Gov. Robert L. Ehrlich Jr. and his estimable budget secretary, James C. "Chip" DiPaula Jr., come to us yet again as miracle men. Even as they are cutting almost everything, they have whomped up a whole new department with no new revenue, the fiscal version of making bricks without straw. Theirs is a tour de force of making do, of happily hanging on until help arrives.
But what is the nature of the hoped-for help? Slot machines? Yes. And what else? More magic? More will be needed. Slots alone won't take care of the deficit that is expected to balloon to $1 billion next year, higher the next. Does the governor believe slots are the ultimate answer? No, says Mr. DiPaula, he believes they are part of the answer. What is the rest of the answer?
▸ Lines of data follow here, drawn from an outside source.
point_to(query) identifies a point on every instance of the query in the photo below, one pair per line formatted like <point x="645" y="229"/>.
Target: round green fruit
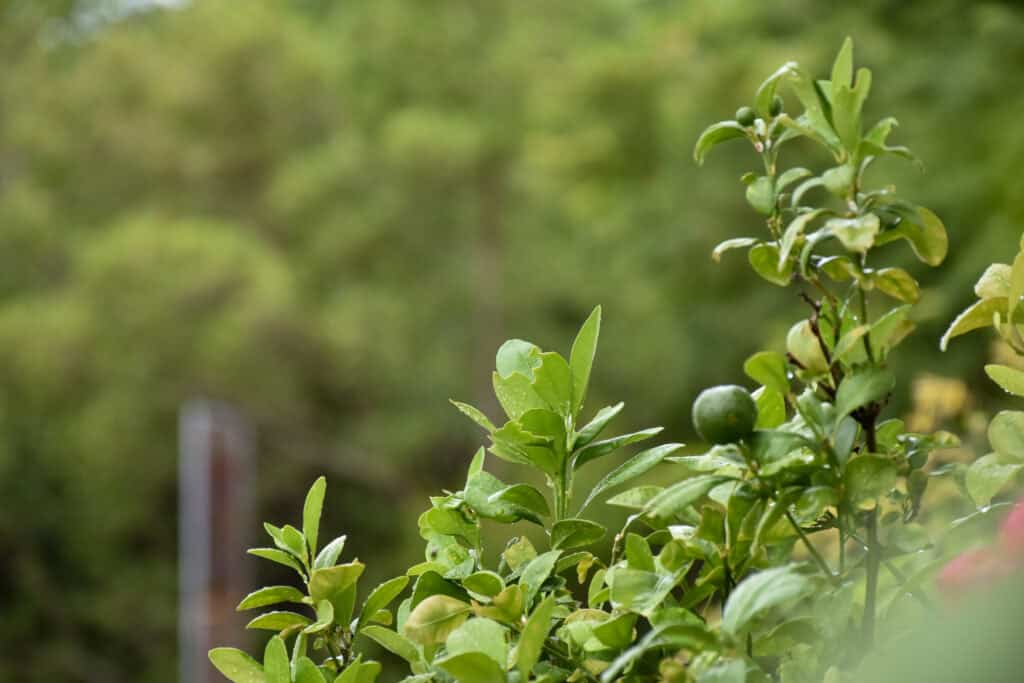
<point x="745" y="116"/>
<point x="724" y="414"/>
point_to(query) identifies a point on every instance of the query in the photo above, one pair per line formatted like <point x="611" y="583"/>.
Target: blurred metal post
<point x="215" y="477"/>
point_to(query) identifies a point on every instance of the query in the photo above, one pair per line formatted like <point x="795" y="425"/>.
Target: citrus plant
<point x="774" y="555"/>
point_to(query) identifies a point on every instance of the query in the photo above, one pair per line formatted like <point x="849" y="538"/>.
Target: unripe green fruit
<point x="745" y="116"/>
<point x="803" y="345"/>
<point x="724" y="414"/>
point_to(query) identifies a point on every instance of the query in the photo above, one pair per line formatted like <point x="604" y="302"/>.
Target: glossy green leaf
<point x="1006" y="434"/>
<point x="237" y="666"/>
<point x="474" y="415"/>
<point x="279" y="621"/>
<point x="393" y="642"/>
<point x="857" y="235"/>
<point x="767" y="590"/>
<point x="279" y="556"/>
<point x="994" y="283"/>
<point x="978" y="314"/>
<point x="735" y="243"/>
<point x="605" y="446"/>
<point x="536" y="572"/>
<point x="861" y="388"/>
<point x="761" y="196"/>
<point x="582" y="357"/>
<point x="534" y="635"/>
<point x="898" y="284"/>
<point x="987" y="476"/>
<point x="640" y="464"/>
<point x="381" y="597"/>
<point x="764" y="258"/>
<point x="680" y="496"/>
<point x="1011" y="379"/>
<point x="484" y="583"/>
<point x="311" y="513"/>
<point x="471" y="668"/>
<point x="270" y="595"/>
<point x="716" y="134"/>
<point x="867" y="477"/>
<point x="329" y="555"/>
<point x="567" y="534"/>
<point x="275" y="664"/>
<point x="594" y="428"/>
<point x="434" y="619"/>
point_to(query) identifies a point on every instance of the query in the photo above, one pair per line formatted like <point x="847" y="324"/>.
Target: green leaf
<point x="381" y="597"/>
<point x="605" y="446"/>
<point x="434" y="619"/>
<point x="279" y="556"/>
<point x="1006" y="434"/>
<point x="480" y="635"/>
<point x="1016" y="290"/>
<point x="635" y="499"/>
<point x="987" y="476"/>
<point x="768" y="368"/>
<point x="311" y="513"/>
<point x="337" y="585"/>
<point x="237" y="666"/>
<point x="275" y="664"/>
<point x="867" y="477"/>
<point x="735" y="243"/>
<point x="553" y="383"/>
<point x="472" y="668"/>
<point x="325" y="616"/>
<point x="307" y="672"/>
<point x="760" y="593"/>
<point x="857" y="235"/>
<point x="582" y="357"/>
<point x="568" y="534"/>
<point x="522" y="497"/>
<point x="536" y="572"/>
<point x="924" y="230"/>
<point x="594" y="428"/>
<point x="716" y="134"/>
<point x="767" y="89"/>
<point x="640" y="464"/>
<point x="761" y="196"/>
<point x="793" y="232"/>
<point x="680" y="496"/>
<point x="474" y="415"/>
<point x="994" y="283"/>
<point x="764" y="259"/>
<point x="898" y="284"/>
<point x="270" y="595"/>
<point x="330" y="554"/>
<point x="393" y="642"/>
<point x="1011" y="379"/>
<point x="978" y="314"/>
<point x="861" y="388"/>
<point x="279" y="621"/>
<point x="484" y="583"/>
<point x="535" y="633"/>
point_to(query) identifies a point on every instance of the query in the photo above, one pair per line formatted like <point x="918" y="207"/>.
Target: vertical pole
<point x="215" y="472"/>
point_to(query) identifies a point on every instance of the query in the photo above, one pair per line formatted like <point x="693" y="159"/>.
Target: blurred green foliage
<point x="331" y="214"/>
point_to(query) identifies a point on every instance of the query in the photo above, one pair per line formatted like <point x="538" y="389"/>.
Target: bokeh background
<point x="330" y="214"/>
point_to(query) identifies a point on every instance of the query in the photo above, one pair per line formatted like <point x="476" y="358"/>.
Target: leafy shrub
<point x="772" y="556"/>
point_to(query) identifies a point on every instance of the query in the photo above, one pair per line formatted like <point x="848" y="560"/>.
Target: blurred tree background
<point x="332" y="213"/>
Growth and efficiency, Mr. DiPaula said during last week's budget presentation.
As far as it goes, the Ehrlich spending plan is remarkable. It avoids a collision with the deficit, but a collision was needed in the public interest.
The administration's chief critic, House Speaker Michael E. Busch, begins his review by saying that budget balancing is a matter not of magic but of simple arithmetic, leadership and common sense.
Mr. Busch says Maryland could quickly deal with its present and future budget problems by doing what Virginia is preparing to do: a comprehensive modernizing of the tax structure. A major Republican leader in the commonwealth proposes to make its income tax more progressive -- to modernize the whole package.
Maryland, more progressive than conservative Virginia, should follow the lead of its neighbor to the south. Otherwise, Mr. Busch warns, Virginia will be ahead of Maryland in its pursuit of new business, which wants a government that can build roads and produce a quality, well-educated work force.
If a careful analysis were done, Maryland could solve its budget problem equitably and faster than Merlin could wave his wand. It could add a penny to its sales tax, a remedy that would raise half or more than half of the $1 billion deficit. There are other solutions. The governor's job is to choose one that solves the problem.
More deficit-chasing revenue might come from slot machines should they be legalized. Contrary to those who would demonize him, Mr. Busch does not close the door on slots. The speaker remains opposed, regarding the slots solution as unworthy of a state that claims to revere public education. But, he says, if we're going to do it, let's do it right.
The House Ways and Means Committee, following the speaker's direction, is expected to offer a slots road map this week. It will suggest state-owned slots shops built by the Maryland Stadium Authority on state-owned land run by managers selected via the bid process. If the idea is to keep Maryland gambling money in Maryland, Mr. Busch says, state control is the way to go. He opposes Governor Ehrlich's plan to put slots at racetracks as an obscene enrichment of track owners.
Here again is the further point: Slots alone wouldn't solve the problem. Hundreds of millions more would be needed to close the gap between spending and income.
"It's as if your roof and your walls are all leaking -- and you're talking about what color to paint your front door," Mr. Busch says of the slots-only approach.
It's possible, the speaker concedes, that Mr. Ehrlich is winning the public relations race.
"He's a very affable guy," Mr. Busch says. "People like him. I like him. But sooner or later the problem has to be addressed."
People will see, sooner or later, that they're already paying higher taxes -- state and county property taxes have gone up, local income taxes have gone up and college tuition has gone up. More so-called niche taxes are coming. The speaker's lament: trickle-down, patchwork taxation is inherently unfair, inefficient and doomed to fail. The endgame is a comprehensive approach.
Seems simple enough. But the deficit has been around for so long that people may have begun to wonder if it's real or if it's really much of a threat. Mr. Busch wants to deal with the deficit this year, but some in the General Assembly are wondering whether they shouldn't just take the governor's approach, go home and let the deficit do its worst. Reminds me of a line from the old blues song about cocaine: "They tell me it'll kill me, but they won't say when."
C. Fraser Smith is news director for WYPR-FM. His column appears Sundays.